A bag contains a number of 10paise, 20paise, 25paise coins in the ratio \[7:4:3\]. If the money value comes to be Rs. 90, the number of 25paise coins in the bag is:

Answer 1

Hint: In this question, let us assume some variables for all the three types of coins present in the bag. Then from the given proportion write them in terms of a common constant. Now, equate the sum of the coins in the bag to 90 which gives the value of constant and so all the assumed variables.
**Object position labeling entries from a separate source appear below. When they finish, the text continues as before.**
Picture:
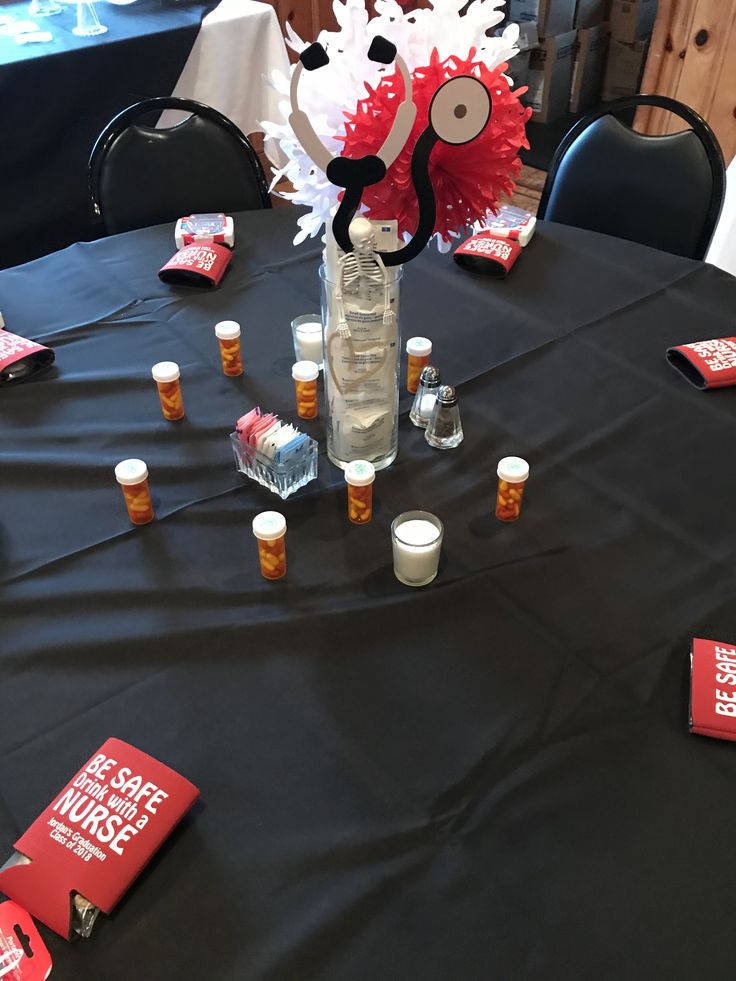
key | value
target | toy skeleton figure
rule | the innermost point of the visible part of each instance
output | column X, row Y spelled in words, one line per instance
column 360, row 272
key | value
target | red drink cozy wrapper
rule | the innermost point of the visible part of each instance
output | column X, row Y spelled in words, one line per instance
column 706, row 364
column 84, row 851
column 200, row 264
column 713, row 689
column 23, row 955
column 21, row 358
column 487, row 253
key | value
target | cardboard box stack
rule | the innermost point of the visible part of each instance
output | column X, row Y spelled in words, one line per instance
column 631, row 27
column 550, row 63
column 573, row 53
column 519, row 66
column 590, row 64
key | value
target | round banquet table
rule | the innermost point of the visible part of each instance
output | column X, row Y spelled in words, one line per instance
column 489, row 778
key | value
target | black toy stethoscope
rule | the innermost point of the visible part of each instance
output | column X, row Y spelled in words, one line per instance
column 458, row 113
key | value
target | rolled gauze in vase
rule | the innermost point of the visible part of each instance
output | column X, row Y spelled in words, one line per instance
column 21, row 359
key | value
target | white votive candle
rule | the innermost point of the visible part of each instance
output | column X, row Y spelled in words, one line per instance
column 309, row 339
column 416, row 538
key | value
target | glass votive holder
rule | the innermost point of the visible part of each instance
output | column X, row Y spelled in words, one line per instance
column 416, row 539
column 306, row 332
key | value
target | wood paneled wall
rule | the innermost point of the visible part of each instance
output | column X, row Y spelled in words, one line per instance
column 692, row 58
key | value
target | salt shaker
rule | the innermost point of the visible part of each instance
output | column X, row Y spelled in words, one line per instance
column 445, row 429
column 421, row 410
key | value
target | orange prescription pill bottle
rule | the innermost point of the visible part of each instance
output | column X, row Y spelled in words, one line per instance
column 359, row 476
column 228, row 334
column 418, row 349
column 132, row 475
column 166, row 376
column 513, row 473
column 305, row 374
column 269, row 528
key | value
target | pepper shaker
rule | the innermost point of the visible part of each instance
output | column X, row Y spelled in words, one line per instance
column 445, row 430
column 421, row 410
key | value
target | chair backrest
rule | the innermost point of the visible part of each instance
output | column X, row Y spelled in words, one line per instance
column 663, row 191
column 141, row 176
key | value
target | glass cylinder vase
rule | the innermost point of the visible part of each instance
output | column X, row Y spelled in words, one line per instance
column 362, row 350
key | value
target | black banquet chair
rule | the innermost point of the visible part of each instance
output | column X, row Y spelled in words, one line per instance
column 662, row 191
column 141, row 176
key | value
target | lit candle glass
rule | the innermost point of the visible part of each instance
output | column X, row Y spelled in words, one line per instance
column 307, row 334
column 416, row 538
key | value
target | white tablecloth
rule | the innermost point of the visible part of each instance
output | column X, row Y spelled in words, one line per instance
column 722, row 251
column 239, row 43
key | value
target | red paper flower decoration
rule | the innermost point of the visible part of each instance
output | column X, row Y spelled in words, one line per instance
column 468, row 180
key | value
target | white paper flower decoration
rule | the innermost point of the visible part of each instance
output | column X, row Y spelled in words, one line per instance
column 326, row 95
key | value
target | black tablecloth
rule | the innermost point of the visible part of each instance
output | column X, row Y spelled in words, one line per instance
column 490, row 778
column 57, row 97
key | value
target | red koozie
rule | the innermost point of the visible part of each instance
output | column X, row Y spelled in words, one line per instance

Complete step-by-step answer:
Now, from the given conditions in the question there are 10paise, 20paise, 25paise coins in the bag
Let us assume that number of 10paise coins as x, number of 20paise coins as y and number of 25paise coins as z
Now, given in the question that these coins are in the ratio \[7:4:3\]which gives
\[\Rightarrow x:y:z=7:4:3\]
Now, let us assume a proportionality constant as a then we get,
\[\begin{align}
  & \Rightarrow x=7a \\
 & \Rightarrow y=4a \\
 & \Rightarrow z=3a \\
\end{align}\]
Now, as given in the question that the sum of coins in the bag is Rs. 90
As we already know that the value of 100paise is equal to Rs. 1 we can get the relation that
\[\Rightarrow 1paise=Rs.\dfrac{1}{100}\]
Now, let us convert the given types of coins into rupees using the above relation
\[\Rightarrow 10paise=Rs.\dfrac{10}{100}\]
\[\Rightarrow 20paise=Rs.\dfrac{20}{100}\]
\[\Rightarrow 25paise=Rs.\dfrac{25}{100}\]
Now, as the sum of the coins is Rs.90 we get,
\[\Rightarrow \dfrac{10}{100}\times x+\dfrac{20}{100}\times y+\dfrac{25}{100}\times z=90\]
Now, this can be further written in the simplified form as
\[\Rightarrow \dfrac{x}{10}+\dfrac{y}{5}+\dfrac{z}{4}=90\]
Let us now substitute the respective values in terms of constant assumed
\[\Rightarrow x=7a,y=4a,z=3a\]
Now, on substituting these values in the above equation we get,
\[\Rightarrow \dfrac{7a}{10}+\dfrac{4a}{5}+\dfrac{3a}{4}=90\]
Now, on taking L.C.M of the denominators it can be further written as
\[\Rightarrow \dfrac{14a+16a+15a}{20}=90\]
Now, on multiplying with 12 on both sides and simplifying further we get,
\[\Rightarrow 45a=90\times 20\]
Now, on cancelling the common terms on both sides we get,
\[\Rightarrow a=2\times 20\]
\[\therefore a=40\]
Now, as we know the relation between z and a we get,
\[\Rightarrow z=3a\]
\[\begin{align}
  & \Rightarrow z=3\times 40 \\
 & \therefore z=120 \\
\end{align}\]
Hence, there are 120 25paise coins in the bag

Note: Instead of assuming a constant of proportionality we can also solve it by writing x and y in terms of z and then substituting them in the equation gives the value of z directly. Both the methods give the same result.
It is important to note that when equating the sum to 90 we need to divide all the value of paise by 100 as the sum is in rupees. When substituting the values and simplifying we should not neglect any of the terms because it changes the result.